Enrollment at OSU-Cascades rose about 7 percent in fall 2017, and its number of first-year students jumped up slightly, too.

The university reported that enrollment at its Bend campus is 1,204 students, including 81 who are first-year students. By comparison, Oregon State University’s main campus in Corvallis grew by 0.4 percent.

Before the campus opened on SW Chandler Avenue in fall 2016, the university held classes at Central Oregon Community College. Last school year, the university’s first Bend campus, Oregon State University-Cascades, opened with 1,122 students, of whom 60 were first-year students — a lower than expected number.

This year is similar to the university’s first, with the great majority of the school’s students — 92 percent — coming from Oregon. Students from Central Oregon make up 67 percent of the university’s enrollees. The 8 percent not from Oregon come from 28 other states and seven countries.

Last fall, OSU-Cascades’ director of enrollment services said there were two likely causes for the lower-than-expected number of first-year students. First, the residence hall would not be open until the second semester, in January. And second, potential OSU-Cascades students may have taken advantage of Oregon Promise, a state grant launched in 2016 that helps pay tuition at the state’s community colleges.

This fall, an increase in first-year students may have been thanks to the residence hall being open.

School officials say OSU-Cascades is gaining traction.

The university has had a big percentage growth compared with other public universities, according to Communications Director Christine Coffin.

“We’re a very new campus and still building awareness around the state,” Coffin said, adding its new physical presence has made OSU-Cascades more tangible. “Our story is much more real than it has been in the past.”

Coffin said the Oregon Promise grant affected the number of first-year students OSU-Cascades saw this year, just like it has affected all public universities in Oregon.

“It’s wonderful for students, but it has affected the public universities growth for last year and this year,” Coffin said, adding Oregon State University in Corvallis is mostly trying to maintain its student population instead of grow because of its capacity.
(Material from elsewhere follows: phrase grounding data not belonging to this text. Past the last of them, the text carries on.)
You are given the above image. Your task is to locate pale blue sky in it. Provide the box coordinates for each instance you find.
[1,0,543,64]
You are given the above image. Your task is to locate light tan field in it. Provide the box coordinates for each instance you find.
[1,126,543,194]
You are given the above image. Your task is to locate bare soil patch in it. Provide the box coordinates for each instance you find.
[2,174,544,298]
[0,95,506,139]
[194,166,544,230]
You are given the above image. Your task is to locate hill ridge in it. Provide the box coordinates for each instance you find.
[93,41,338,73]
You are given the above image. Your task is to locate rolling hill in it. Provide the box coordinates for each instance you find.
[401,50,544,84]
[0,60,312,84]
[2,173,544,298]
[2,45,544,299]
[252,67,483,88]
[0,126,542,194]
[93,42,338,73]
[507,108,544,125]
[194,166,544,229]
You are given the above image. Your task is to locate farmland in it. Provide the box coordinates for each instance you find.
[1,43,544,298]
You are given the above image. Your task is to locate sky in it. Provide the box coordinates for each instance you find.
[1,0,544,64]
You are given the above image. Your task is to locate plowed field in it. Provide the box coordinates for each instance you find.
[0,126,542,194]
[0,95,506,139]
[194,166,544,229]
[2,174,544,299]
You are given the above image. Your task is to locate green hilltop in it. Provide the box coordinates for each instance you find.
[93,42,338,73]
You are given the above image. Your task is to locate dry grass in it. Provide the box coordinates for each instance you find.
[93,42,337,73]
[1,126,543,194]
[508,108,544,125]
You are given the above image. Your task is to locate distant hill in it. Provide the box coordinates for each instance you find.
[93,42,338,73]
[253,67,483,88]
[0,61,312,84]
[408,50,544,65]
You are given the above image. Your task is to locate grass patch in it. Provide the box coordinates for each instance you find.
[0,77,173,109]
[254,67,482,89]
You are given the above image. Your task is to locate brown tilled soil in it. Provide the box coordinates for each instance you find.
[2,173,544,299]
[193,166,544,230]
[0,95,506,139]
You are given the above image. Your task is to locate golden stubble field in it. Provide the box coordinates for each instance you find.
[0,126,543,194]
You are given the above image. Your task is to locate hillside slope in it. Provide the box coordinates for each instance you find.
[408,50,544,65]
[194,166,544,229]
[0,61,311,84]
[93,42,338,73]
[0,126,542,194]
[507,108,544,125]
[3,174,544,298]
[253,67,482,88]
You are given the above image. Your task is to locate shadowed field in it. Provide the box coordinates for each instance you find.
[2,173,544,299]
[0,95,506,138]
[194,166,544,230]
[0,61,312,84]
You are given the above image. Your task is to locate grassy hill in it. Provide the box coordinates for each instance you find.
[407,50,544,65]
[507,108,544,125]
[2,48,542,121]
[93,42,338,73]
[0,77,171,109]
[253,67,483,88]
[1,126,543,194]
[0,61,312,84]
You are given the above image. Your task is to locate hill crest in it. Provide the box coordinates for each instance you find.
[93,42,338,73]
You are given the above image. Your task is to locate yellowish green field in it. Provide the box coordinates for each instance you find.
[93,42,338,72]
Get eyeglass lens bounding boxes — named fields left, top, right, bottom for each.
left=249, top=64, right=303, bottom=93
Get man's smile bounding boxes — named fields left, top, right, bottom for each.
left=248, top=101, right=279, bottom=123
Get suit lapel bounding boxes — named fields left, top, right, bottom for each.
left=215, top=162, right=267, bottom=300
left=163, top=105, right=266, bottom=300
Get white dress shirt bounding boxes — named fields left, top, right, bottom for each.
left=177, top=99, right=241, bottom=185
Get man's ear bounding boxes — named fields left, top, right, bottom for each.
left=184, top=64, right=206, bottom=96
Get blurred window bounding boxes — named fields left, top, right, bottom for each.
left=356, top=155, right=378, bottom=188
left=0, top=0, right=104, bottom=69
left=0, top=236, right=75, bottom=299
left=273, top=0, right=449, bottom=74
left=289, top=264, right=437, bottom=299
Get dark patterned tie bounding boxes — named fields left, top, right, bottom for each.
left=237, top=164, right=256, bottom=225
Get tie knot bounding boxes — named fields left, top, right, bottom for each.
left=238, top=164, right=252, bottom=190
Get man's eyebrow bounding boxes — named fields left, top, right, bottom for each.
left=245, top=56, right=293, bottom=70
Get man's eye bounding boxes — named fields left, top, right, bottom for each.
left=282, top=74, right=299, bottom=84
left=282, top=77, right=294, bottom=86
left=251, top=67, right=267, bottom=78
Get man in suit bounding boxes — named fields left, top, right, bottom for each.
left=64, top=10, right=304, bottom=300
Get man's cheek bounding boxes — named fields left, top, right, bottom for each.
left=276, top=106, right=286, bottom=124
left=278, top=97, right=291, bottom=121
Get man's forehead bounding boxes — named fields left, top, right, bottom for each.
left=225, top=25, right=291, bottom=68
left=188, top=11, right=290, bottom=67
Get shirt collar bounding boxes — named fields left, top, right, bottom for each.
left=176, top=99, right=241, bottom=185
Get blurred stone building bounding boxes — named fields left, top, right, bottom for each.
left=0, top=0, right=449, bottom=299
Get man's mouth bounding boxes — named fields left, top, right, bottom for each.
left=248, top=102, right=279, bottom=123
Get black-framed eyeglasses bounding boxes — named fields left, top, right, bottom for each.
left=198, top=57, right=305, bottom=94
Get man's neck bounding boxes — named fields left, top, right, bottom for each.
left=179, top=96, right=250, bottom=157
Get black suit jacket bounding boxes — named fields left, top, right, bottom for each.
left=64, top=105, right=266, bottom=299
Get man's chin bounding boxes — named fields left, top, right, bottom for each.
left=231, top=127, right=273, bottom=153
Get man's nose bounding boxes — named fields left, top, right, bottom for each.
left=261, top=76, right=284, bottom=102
But Coffin wouldn’t be surprised if some students who took advantage of Oregon Promise at Central Oregon Community College end up coming to OSU-Cascades.

“We’ll also hopefully see those students transition from the community college to a university,” she said. “It’s a bubble that’s coming through.”

The students who received Oregon Promise at the community college in Bend are highly exposed to OSU-Cascades and its degree offerings, Coffin pointed out, because the two schools have a tight relationship.